Aiteo, which contributes over 5per cent of Nigeria’s daily oil production, has one of the largest private storage facilities (with a capacity of more than 320 million litres at Port Harcourt and Apapa) for refined petroleum products in sub-Saharan Africa while it is also involved in refining and production, bulk petroleum storage, trading, marketing, supply, power generation and distribution. The company states on its website that each of these areas holds massive potential, with a global focus on the future of energy generation, significant oil and gas reserves still to be found throughout Africa, and a large number of alternative revenue streams to be found in the refinement of different petroleum products and derivatives.
A conglomerate with a turnover of over $20billion annually and a downstream business of bulk storage of over 300 million litres per annum, Aiteo has evolved into an integral contributor to the advancement of the African energy industry. Its integrated value chain in the upstream, downstream and power sectors is underpinned by extensive local capacity development with significant opportunities to sustain its future business. Aiteo’s major fields now include Nembe (Flowstation), Santa Barbara, Ogoroba, Oloibiri and Nembe Creek Truckline.
Aiteo’s strategy is to be a vital part of the world’s energy solution by developing its core assets in the areas of oil, gas and electrical power areas. As such, it has acquired three power plants that have a combined capacity of 2300 megawatts and it believes that Nigeria’s power shortage could be resolved through optimal utilisation of the nation’s huge gas deposits.
Twenty-one years is a long way from when Peters launched Aiteo.
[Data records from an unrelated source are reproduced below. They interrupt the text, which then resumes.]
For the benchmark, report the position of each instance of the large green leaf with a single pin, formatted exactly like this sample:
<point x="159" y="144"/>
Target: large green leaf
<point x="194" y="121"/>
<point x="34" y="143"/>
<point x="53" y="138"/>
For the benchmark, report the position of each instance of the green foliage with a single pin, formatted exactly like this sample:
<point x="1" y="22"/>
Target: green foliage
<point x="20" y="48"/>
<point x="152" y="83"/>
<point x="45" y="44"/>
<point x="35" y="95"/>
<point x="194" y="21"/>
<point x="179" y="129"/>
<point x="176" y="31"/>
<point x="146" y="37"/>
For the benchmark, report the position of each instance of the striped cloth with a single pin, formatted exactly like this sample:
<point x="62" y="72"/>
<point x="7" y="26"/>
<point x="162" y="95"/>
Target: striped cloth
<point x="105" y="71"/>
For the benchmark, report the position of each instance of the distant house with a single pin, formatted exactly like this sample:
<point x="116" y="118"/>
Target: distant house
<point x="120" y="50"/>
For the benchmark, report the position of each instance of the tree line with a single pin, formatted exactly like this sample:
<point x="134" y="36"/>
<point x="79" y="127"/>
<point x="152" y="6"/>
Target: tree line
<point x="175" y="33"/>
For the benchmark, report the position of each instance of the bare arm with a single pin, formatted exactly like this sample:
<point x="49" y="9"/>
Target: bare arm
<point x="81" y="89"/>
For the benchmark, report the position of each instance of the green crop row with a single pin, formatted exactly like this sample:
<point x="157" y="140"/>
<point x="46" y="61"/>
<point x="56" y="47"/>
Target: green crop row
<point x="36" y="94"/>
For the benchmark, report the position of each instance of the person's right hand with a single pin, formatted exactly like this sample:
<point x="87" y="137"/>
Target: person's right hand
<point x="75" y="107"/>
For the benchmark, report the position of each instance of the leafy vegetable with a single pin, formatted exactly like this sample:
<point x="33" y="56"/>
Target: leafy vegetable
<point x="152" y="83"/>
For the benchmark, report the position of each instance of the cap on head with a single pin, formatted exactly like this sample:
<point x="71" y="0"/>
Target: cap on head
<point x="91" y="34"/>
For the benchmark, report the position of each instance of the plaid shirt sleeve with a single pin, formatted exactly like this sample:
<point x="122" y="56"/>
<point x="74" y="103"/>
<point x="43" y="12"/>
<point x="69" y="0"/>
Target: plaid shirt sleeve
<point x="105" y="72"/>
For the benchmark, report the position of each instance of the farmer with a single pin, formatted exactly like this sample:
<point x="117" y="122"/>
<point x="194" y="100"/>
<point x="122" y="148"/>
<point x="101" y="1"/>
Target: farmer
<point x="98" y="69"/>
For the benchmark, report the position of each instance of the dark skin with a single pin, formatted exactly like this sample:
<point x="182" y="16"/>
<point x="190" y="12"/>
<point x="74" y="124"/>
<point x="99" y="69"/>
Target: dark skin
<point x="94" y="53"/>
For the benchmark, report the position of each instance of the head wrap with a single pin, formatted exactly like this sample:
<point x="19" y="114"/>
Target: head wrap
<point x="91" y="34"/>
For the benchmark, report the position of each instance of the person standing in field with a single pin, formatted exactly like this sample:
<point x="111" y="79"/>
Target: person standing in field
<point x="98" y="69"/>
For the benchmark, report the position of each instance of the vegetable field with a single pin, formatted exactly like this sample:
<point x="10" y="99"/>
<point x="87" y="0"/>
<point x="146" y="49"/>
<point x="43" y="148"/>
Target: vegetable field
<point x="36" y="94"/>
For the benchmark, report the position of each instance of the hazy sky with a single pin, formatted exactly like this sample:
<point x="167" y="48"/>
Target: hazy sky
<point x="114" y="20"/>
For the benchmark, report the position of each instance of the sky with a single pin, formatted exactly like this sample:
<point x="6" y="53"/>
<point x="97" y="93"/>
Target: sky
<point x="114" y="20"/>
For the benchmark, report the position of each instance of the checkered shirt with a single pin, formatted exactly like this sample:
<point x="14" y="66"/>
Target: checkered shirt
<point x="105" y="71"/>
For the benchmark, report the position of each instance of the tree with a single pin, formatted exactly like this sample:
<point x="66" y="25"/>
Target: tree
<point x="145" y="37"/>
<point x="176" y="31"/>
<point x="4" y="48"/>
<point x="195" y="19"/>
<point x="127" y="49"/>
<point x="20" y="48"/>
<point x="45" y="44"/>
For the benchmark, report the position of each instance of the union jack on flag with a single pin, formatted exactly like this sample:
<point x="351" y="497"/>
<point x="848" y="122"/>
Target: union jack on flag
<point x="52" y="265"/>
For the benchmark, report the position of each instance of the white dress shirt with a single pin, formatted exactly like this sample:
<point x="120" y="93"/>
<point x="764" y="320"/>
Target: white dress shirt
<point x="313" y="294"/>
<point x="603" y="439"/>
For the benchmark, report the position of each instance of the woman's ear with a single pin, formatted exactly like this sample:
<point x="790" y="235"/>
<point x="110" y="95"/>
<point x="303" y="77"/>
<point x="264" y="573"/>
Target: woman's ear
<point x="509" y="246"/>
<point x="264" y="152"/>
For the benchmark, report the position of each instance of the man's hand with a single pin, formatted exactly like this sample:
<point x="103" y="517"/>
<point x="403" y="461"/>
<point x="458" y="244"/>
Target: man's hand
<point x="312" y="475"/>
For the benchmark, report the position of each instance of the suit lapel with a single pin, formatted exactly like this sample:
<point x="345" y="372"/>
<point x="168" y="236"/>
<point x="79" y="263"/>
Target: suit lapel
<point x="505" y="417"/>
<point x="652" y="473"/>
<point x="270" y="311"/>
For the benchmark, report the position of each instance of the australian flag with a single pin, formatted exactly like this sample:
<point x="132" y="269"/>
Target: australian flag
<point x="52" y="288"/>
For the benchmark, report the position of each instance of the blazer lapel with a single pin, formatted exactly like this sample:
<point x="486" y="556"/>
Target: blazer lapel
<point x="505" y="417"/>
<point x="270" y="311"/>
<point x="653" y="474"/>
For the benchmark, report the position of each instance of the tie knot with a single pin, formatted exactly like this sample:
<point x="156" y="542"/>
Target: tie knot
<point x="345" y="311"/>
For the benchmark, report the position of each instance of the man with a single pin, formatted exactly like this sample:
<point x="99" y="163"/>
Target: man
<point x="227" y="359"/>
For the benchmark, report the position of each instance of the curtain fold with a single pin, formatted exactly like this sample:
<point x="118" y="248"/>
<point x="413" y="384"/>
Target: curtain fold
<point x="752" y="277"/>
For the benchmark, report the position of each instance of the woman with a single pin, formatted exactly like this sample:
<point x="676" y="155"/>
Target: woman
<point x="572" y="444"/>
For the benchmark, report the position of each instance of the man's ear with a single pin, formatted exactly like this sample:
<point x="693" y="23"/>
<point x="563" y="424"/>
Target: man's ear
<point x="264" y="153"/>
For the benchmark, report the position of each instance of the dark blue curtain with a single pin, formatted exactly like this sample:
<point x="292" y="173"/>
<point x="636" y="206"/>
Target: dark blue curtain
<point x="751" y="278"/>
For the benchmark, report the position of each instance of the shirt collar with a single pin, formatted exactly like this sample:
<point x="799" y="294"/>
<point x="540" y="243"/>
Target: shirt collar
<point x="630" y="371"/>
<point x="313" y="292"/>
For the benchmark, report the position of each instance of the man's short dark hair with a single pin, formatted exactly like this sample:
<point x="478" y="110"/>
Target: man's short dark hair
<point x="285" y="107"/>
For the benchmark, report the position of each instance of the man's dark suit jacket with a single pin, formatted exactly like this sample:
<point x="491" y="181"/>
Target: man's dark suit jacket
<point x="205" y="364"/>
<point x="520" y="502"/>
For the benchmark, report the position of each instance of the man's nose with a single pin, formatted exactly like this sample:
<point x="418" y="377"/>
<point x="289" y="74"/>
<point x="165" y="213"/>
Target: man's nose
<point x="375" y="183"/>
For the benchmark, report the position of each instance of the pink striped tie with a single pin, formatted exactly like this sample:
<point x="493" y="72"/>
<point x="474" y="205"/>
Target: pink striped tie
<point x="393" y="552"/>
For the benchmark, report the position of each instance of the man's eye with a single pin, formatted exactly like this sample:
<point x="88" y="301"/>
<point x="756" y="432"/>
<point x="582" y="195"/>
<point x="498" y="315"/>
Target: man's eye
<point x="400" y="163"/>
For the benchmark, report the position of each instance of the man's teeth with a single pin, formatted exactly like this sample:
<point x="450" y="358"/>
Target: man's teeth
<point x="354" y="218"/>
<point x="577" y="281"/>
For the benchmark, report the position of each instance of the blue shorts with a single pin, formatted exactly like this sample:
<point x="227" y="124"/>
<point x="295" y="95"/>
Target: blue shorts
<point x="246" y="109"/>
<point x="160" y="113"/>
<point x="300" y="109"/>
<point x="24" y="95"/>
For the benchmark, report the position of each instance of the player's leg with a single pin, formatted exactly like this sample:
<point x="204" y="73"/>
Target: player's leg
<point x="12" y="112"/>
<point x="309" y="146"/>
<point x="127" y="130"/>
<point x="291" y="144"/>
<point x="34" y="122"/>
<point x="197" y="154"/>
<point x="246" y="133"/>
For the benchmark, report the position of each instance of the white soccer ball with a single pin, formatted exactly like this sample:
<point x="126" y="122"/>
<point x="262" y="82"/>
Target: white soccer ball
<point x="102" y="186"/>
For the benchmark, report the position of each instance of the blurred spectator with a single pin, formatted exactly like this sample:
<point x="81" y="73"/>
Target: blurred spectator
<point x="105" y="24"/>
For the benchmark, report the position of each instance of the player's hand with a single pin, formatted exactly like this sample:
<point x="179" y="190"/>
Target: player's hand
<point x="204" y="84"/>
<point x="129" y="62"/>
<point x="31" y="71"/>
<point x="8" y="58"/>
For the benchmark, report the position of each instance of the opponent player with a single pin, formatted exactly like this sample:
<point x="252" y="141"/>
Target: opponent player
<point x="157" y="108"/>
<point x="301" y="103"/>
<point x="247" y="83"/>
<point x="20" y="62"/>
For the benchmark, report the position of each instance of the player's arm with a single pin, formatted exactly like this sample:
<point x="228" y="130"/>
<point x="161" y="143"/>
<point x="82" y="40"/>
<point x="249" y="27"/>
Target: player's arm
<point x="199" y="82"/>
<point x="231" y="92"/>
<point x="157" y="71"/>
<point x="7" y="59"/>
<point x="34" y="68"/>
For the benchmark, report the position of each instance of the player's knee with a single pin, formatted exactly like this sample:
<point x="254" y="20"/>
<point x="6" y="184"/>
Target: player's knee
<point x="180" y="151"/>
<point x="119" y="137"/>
A native of Onicha Oloma in Delta State., the University of Benin graduate of Geography and Town Planning, he began his career in the oil and gas industry in the early 1990s, working with Ocean and Oil, the entity now known as Oando Nigeria Plc. He moved to MRS Oil Nigeria PLC as Group Executive Director, ending as its Managing Director, before leaving in 1999 to establish Sigmund Communecci, a petroleum products supply and trading company, which gave birth to Aiteo. When Shell Petroleum Development Company (SPDC) announced its decision to divest some onshore assets it considered ‘disposable’ in the Niger Delta, Aiteo raised the single largest debt-financing in the Nigerian oil and gas sector from local banks to become a successful bidder for 45per cent per cent of OML 29 at Nembe Creek Trunkline in 2014. The same year, Ventures Africa magazine named him the 17th richest person in Africa and the 7th richest in Nigeria.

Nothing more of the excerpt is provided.